Túlio Albertto: Sim, é possível e acredito ser uma grande oportunidade de uma discussão saudável e racional.
Minha Opinião:
O professor Gofredo não parece ter a intenção de vincular, exclusivamente, o lógico ao ontológico. Não se retira, com a percepção da orígem cósmica do pensamento e, portanto, das estruturas psíco-racionais do mundo jurídico, a manifestação volitiva, nem o auto e hétero direcionamento das condutas humanas em busca da almejada Justiça. O sistema de auto-direção moral, aliada à hetero-limitação social das condutas manterá o equilíbrio médio (em síntese e não em soma) da conciência coletiva.
O que há de mais facinante na tese do professor Gofredo, na minha opinião, é, de um lado, a percepção de que mesmo a escolha subjetiva carrega algumas condicionantes pré existentes, o que é perfeitamente demonstrado pela psicologia comportamental. Por outro lado, é brilhante a conclusão de que a expansão e retração universal, se aplica perfeitamente, ao mundo "psíco-jurídico" haja em vista a coincidência impressionante das manifestações ontológicas do microcosmos e do macrocosmos.
Em resumo, não penso que seja uma certeza definitiva a volta do "L'Uomo Delinquente", de Cesare Lombroso, mas, seguindo as infinitas expansões e retrações micro e macro-cósmicas, sempre teremos ciclos de estoicismos e epirurismos.
Prosseguindo...
Ao se conceber a idéia do quântum, busca-se o a compreensão mais avançada, abstrata, e lógico-matemática possível dos elementos primários da existência universal de todas as coisas.

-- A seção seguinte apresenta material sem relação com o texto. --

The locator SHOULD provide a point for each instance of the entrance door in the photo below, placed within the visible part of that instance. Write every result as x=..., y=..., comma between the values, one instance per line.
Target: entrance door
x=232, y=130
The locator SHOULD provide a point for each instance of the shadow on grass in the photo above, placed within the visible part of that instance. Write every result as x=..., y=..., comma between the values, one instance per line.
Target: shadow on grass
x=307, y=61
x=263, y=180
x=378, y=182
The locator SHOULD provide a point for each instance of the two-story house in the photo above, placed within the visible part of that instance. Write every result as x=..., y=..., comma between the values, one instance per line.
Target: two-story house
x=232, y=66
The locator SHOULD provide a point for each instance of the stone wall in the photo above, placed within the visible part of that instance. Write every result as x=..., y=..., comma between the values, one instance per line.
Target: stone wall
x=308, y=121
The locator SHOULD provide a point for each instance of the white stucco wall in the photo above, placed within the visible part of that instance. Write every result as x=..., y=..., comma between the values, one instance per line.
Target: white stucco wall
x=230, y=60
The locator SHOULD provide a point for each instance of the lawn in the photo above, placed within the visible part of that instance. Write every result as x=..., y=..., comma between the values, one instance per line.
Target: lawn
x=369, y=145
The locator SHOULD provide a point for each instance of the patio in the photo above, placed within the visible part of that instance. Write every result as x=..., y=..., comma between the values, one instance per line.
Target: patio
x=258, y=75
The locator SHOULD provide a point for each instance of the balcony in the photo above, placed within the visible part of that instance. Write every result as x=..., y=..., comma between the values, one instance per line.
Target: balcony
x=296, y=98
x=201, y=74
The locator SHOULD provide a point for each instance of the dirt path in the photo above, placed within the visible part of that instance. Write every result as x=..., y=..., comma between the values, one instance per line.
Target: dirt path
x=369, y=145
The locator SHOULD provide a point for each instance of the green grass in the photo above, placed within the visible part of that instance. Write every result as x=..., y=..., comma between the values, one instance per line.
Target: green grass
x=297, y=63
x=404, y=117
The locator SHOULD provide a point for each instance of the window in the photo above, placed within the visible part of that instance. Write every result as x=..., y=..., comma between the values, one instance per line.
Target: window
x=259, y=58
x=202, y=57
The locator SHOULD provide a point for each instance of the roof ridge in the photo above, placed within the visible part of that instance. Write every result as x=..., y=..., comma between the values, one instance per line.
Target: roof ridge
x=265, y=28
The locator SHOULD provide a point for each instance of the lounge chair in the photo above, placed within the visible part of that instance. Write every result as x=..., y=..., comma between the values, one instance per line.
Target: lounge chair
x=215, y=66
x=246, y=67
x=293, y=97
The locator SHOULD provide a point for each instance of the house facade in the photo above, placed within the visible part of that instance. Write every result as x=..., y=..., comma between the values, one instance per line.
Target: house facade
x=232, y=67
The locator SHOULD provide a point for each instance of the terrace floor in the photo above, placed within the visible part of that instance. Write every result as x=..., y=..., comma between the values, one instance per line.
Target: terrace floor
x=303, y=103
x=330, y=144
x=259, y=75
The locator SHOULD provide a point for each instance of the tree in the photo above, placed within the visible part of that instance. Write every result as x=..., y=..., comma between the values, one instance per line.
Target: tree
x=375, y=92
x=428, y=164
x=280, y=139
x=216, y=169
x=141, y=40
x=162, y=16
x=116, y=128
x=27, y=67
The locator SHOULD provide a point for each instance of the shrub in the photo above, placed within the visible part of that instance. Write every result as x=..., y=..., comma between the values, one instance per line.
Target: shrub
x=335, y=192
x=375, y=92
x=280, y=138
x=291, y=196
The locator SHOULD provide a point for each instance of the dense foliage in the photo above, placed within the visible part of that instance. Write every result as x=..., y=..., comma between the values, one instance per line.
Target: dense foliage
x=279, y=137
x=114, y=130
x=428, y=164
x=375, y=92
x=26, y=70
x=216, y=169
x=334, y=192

É que, seguindo a linha da física moderna, a ciência encontra-se no estágio em que considera que toda matéria e energia tem sua base radical em estruturas sub atômicas em movimento. Destas resultariam estruturas atômicas, também em movimento, das quais e dos quais resultariam estruturas moleculares, celulares, organismos diversos, e demais estruturas sobre atômicas, muitas conhecidas. Tenta-se, então, analisar aquelas micro estruturas a partir da abstração pura (lógico-matemática, enquadrando-se-as sob os enfoques do corpo-movimento, donde se tem de extrair fórmulas e raciocínios que indiquem, com aceitáveis concepções medidas matemáticas, o espaço-tempo destas porções sub-atômicas, estruturais do átomo (já experimentado).
É precisamente neste ponto que iniciam-se os verdadeiros problemas dos cientistas e as grandes controvérsias das teorias da mecânica quântica. É que a eterna tentativa de fuga das especulações e sugestões filosóficas, que está na própria natureza psicológica da correlação matemática ea axiomática de causa-efeito,impõe, por encargo, a impossibilidade de atingir um limite, um fim, à infinitude dos questionamentos da curiosidade e da especulação humana.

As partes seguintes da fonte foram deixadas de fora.